0
0
NLPml~5 mins

LSTM for text in NLP

Choose your learning style9 modes available
Introduction

LSTM helps computers understand and remember words in sentences. It is good for tasks like predicting the next word or classifying text.

When you want to predict the next word in a sentence, like in text messaging apps.
When you want to classify emails as spam or not spam.
When you want to analyze the sentiment of a review (happy or sad).
When you want to generate text, like writing a story or poem.
When you want to understand the meaning of a sentence over time.
Syntax
NLP
model = Sequential()
model.add(Embedding(input_dim=vocab_size, output_dim=embedding_dim, input_length=max_length))
model.add(LSTM(units=hidden_units))
model.add(Dense(units=num_classes, activation='softmax'))
model.compile(loss='categorical_crossentropy', optimizer='adam', metrics=['accuracy'])

Embedding layer turns words into numbers that the model can understand.

LSTM layer remembers important information from the text.

Examples
This example builds an LSTM model for text classification with 5 classes.
NLP
model = Sequential()
model.add(Embedding(10000, 64, input_length=100))
model.add(LSTM(128))
model.add(Dense(5, activation='softmax'))
model.compile(loss='categorical_crossentropy', optimizer='adam', metrics=['accuracy'])
This example uses two LSTM layers for binary sentiment analysis.
NLP
model = Sequential()
model.add(Embedding(5000, 32, input_length=50))
model.add(LSTM(64, return_sequences=True))
model.add(LSTM(32))
model.add(Dense(1, activation='sigmoid'))
model.compile(loss='binary_crossentropy', optimizer='adam', metrics=['accuracy'])
Sample Model

This program trains a small LSTM model to classify short sentences as positive or negative. It shows training accuracy and predicted classes.

NLP
import numpy as np
from tensorflow.keras.models import Sequential
from tensorflow.keras.layers import Embedding, LSTM, Dense
from tensorflow.keras.utils import to_categorical

# Sample text data: sentences and labels
texts = ['I love machine learning', 'This is a great movie', 'I hate bad weather', 'This movie is terrible']
labels = [1, 1, 0, 0]  # 1=positive, 0=negative

# Simple word index
word_index = {'i':1, 'love':2, 'machine':3, 'learning':4, 'this':5, 'is':6, 'a':7, 'great':8, 'movie':9, 'hate':10, 'bad':11, 'weather':12, 'terrible':13}

# Convert texts to sequences of integers
max_length = 5
sequences = []
for text in texts:
    seq = [word_index[word.lower()] for word in text.split()]
    # Pad sequences with zeros if shorter than max_length
    seq += [0] * (max_length - len(seq))
    sequences.append(seq)

X = np.array(sequences)
y = to_categorical(labels, num_classes=2)

# Build LSTM model
model = Sequential()
model.add(Embedding(input_dim=14, output_dim=8, input_length=max_length))
model.add(LSTM(16))
model.add(Dense(2, activation='softmax'))
model.compile(loss='categorical_crossentropy', optimizer='adam', metrics=['accuracy'])

# Train model
history = model.fit(X, y, epochs=10, verbose=0)

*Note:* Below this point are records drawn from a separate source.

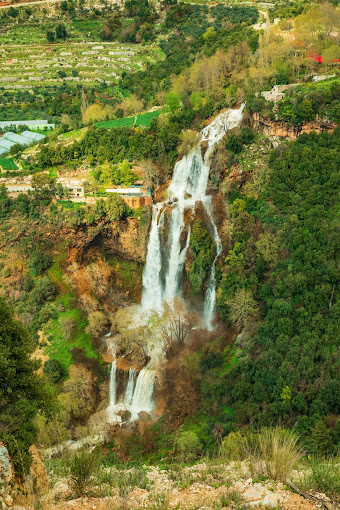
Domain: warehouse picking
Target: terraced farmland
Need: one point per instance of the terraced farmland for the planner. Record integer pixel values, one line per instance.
(24, 66)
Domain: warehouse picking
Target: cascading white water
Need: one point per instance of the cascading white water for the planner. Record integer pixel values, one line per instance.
(210, 295)
(142, 396)
(189, 185)
(112, 387)
(164, 267)
(130, 387)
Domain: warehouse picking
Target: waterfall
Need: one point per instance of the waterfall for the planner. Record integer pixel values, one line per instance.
(152, 296)
(164, 264)
(130, 387)
(142, 396)
(189, 185)
(112, 388)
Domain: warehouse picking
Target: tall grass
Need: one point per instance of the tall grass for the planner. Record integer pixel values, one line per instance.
(322, 475)
(271, 452)
(280, 452)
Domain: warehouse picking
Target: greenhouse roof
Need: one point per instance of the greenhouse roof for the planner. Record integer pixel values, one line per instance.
(13, 137)
(6, 123)
(36, 137)
(7, 144)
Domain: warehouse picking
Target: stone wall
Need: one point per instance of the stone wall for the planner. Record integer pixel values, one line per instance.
(283, 129)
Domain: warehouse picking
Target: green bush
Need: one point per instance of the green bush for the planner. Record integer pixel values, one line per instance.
(188, 445)
(116, 208)
(54, 370)
(247, 135)
(38, 262)
(233, 144)
(68, 326)
(323, 475)
(44, 291)
(82, 466)
(271, 452)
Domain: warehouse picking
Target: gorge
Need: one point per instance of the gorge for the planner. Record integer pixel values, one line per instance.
(163, 272)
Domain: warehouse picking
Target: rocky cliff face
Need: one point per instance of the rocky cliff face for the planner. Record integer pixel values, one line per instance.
(27, 491)
(280, 128)
(126, 239)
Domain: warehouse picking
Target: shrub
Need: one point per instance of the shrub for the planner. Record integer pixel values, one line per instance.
(38, 262)
(126, 481)
(116, 208)
(323, 475)
(68, 326)
(44, 291)
(189, 445)
(54, 370)
(82, 466)
(234, 447)
(247, 135)
(273, 452)
(279, 450)
(233, 144)
(97, 324)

# Predict on training data
predictions = model.predict(X)
predicted_classes = np.argmax(predictions, axis=1)

print(f'Training accuracy: {history.history["accuracy"][-1]:.2f}')
print('Predicted classes:', predicted_classes.tolist())
OutputSuccess
Important Notes

LSTM is good at remembering the order of words, which is important in sentences.

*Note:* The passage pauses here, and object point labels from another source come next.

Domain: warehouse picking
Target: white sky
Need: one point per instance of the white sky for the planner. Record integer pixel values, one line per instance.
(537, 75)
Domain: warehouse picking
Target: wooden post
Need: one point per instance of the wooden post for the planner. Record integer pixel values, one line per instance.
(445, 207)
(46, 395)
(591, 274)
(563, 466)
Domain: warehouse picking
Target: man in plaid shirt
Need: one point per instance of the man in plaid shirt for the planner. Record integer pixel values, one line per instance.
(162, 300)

Embedding size and LSTM units can be changed to improve model performance.

For real projects, use more data and proper text preprocessing.

Summary

LSTM models help understand text by remembering word order.

They are useful for tasks like sentiment analysis and text classification.

Embedding layers convert words into numbers before LSTM processes them.